Reading California's Plan for Housing
Greetings!
If there is one document that contains the most accurate description of what California is trying to do about creating housing, it's the text of Assembly Bill 83, signed by the Governor in June of this year. I didn't say clearest document, as it's written in the language of legislation. But it is the law, and it does provide direction to the tens of thousands of government employees and contractors trying to work together.
Since I try to keep up with the hundreds of individual funding sources, and thousands of funded projects, in order to bring the most opportunity to Sonoma County housing activists, understanding the marching orders in AB83 is important. What led me to take a deep look at it was two recent deadlines: 1) my application for election to the latest version of the governing board of Sonoma County's Homeless Continuum of Care (CoC); and 2) the release of a Notice of Funding Allocation (NOFA) of California's Homeless Housing And Prevention (HHAP) on November 30th for $300 million. Sonoma County's share of the pie is $3.117 million.

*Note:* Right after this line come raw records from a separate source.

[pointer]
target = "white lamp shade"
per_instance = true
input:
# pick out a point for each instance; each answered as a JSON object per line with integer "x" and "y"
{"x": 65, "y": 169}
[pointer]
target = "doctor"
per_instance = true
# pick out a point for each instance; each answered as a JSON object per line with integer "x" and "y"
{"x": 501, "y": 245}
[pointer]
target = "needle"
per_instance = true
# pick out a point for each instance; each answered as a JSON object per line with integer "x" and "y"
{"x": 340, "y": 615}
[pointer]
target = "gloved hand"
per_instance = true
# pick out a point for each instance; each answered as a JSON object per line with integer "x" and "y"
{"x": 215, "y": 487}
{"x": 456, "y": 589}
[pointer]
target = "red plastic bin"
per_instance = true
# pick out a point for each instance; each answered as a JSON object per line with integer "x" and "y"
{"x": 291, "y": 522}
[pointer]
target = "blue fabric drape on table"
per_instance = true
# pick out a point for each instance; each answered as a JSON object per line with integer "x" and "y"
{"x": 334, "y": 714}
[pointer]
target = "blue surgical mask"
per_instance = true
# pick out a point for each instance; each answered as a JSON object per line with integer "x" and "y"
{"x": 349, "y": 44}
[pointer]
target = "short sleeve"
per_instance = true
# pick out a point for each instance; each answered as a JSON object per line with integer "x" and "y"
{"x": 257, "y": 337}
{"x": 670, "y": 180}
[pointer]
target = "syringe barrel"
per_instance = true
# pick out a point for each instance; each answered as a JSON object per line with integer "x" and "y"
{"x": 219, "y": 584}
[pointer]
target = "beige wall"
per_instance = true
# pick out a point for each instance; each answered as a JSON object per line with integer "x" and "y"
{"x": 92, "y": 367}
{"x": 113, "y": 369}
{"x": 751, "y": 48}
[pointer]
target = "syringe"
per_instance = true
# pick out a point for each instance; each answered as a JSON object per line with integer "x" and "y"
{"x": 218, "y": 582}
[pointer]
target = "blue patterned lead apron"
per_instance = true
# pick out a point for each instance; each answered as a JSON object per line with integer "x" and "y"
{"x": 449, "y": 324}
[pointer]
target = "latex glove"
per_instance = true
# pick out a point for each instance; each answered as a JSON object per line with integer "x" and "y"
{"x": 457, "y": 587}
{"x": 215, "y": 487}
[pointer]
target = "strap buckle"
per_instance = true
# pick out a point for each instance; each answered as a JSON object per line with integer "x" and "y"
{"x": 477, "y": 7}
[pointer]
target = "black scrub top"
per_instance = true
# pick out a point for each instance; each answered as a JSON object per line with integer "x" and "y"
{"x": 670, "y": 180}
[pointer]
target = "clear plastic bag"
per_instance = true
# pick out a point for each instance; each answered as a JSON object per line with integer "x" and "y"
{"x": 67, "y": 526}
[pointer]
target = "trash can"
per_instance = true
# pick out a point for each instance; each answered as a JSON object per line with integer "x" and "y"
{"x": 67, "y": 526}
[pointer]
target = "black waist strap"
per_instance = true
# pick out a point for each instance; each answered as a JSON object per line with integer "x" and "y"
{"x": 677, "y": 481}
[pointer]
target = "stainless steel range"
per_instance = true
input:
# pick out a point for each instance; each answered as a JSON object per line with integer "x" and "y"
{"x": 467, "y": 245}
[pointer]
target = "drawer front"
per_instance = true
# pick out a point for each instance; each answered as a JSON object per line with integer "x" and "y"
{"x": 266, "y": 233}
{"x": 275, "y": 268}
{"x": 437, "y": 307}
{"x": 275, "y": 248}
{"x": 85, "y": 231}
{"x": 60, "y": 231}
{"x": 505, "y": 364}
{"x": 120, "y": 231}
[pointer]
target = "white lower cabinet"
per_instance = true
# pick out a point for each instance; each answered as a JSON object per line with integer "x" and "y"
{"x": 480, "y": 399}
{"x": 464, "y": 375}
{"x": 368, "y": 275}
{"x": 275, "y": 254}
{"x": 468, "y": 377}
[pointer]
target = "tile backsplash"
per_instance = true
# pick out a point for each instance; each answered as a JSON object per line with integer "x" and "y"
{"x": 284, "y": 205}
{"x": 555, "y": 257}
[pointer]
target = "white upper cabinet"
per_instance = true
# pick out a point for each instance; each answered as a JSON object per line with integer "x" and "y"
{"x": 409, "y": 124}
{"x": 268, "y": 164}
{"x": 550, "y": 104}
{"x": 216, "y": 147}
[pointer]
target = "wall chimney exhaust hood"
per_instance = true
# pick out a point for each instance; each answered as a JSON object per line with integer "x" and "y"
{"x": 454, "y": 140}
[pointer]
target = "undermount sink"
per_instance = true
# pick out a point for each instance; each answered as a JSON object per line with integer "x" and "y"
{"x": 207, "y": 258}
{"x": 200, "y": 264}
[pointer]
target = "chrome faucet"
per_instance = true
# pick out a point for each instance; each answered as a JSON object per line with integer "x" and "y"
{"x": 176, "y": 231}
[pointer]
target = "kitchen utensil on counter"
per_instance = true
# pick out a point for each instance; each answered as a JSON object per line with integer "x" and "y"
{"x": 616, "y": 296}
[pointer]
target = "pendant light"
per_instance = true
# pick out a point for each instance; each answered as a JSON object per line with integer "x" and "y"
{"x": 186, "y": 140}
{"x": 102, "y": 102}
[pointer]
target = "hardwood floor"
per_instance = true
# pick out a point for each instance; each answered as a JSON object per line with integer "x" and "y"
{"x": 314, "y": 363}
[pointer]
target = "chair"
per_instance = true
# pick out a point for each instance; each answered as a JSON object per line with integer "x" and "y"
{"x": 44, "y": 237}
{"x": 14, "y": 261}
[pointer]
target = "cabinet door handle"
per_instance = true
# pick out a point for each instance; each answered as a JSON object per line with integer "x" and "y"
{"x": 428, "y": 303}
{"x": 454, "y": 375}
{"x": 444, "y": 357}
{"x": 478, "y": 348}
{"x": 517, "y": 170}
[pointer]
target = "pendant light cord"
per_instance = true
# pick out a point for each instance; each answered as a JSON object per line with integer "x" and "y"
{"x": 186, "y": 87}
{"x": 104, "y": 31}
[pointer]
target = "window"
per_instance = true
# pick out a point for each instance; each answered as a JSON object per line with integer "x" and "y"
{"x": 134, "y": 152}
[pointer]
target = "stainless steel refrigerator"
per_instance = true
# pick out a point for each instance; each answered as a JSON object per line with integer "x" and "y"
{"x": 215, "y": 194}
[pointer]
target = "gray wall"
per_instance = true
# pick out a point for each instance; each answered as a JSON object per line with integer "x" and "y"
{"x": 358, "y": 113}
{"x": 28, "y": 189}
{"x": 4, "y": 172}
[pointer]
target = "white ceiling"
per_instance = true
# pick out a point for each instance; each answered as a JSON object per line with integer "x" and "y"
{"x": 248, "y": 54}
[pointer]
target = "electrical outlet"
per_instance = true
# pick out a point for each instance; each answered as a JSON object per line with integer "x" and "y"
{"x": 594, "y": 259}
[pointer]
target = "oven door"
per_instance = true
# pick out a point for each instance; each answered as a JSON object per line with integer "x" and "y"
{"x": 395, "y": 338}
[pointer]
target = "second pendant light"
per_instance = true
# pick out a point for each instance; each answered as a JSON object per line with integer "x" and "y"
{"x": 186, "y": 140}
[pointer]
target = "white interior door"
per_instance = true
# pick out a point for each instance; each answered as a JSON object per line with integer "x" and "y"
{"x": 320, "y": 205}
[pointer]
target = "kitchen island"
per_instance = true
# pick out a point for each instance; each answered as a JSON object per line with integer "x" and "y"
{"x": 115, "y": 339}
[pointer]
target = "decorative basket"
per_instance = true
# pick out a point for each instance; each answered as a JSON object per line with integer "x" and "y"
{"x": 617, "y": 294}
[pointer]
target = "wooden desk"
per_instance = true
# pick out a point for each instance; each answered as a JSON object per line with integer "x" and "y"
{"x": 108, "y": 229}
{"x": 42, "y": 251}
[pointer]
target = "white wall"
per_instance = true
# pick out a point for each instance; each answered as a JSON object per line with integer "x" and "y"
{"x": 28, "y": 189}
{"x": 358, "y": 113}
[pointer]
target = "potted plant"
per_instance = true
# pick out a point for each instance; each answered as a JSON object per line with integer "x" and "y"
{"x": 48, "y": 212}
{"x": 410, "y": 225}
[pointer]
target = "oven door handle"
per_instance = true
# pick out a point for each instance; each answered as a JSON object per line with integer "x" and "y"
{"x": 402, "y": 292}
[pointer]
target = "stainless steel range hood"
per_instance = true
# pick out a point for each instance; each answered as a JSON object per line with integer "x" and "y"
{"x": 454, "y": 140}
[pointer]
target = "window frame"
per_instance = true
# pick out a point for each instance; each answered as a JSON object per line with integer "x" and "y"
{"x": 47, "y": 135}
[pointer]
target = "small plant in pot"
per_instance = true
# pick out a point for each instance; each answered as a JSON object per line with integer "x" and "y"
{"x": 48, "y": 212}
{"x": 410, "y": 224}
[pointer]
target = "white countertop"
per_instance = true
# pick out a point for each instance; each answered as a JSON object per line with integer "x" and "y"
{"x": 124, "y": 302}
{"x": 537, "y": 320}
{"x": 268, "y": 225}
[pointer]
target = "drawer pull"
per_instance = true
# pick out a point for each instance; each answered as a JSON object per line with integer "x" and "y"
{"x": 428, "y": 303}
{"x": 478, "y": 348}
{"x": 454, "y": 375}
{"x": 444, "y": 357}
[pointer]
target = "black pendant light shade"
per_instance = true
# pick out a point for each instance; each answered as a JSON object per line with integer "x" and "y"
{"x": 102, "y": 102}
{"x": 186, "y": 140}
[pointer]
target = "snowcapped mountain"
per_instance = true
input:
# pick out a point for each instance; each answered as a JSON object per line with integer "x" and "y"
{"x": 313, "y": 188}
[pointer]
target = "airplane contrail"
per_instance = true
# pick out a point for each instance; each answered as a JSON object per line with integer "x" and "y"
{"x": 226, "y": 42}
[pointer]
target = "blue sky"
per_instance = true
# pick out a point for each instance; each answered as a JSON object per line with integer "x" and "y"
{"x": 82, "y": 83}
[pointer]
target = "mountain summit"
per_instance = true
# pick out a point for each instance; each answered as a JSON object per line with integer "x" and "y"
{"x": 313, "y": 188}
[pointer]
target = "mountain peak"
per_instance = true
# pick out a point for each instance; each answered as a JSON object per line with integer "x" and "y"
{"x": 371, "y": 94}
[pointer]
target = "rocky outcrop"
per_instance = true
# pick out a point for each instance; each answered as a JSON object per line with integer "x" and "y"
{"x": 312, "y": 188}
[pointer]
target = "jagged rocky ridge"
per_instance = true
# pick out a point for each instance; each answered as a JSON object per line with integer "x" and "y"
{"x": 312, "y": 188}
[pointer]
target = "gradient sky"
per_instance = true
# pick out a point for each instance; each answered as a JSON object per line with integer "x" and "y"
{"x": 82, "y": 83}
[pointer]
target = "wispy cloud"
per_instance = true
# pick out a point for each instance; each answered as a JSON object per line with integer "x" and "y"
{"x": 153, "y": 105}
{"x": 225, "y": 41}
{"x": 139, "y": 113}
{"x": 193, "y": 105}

Sonoma applied for and received $6.696 million in Round 1, following closely on $12.1 million from a similar program called Homeless Emergency Aid Program (HEAP) a year earlier. That $21 million, within $1.45 billion distributed to local government, is funding 68 individual programs for prevention, outreach, shelters, and homeless supportive and permanent housing development awarded by the governing board to which I am aspiring to become elected.
But AB83 is more than a Plan for Homeless Housing. Eighteen months in the making, it's authors attempted to describe and authorize how up to $18 billion in National Mortgage Settlement funds can be deposited into a Special Deposit Fund, and drawn down to support almost all of the housing initiatives eventually reimbursed by other federal and state revenues, As a result, AB83 also contains instructions concerning how the state expects the programs to operate in collaboration, meet expected and reported housing outcomes, and respond to continuous local needs assessments.
So if there is somewhat difficult to read (until you get their approach as - tell you what current laws authorizes, and then what this bill changes) manual for homeless and general housing developers and program operators, this is it.
Thank you. I will study this carefully.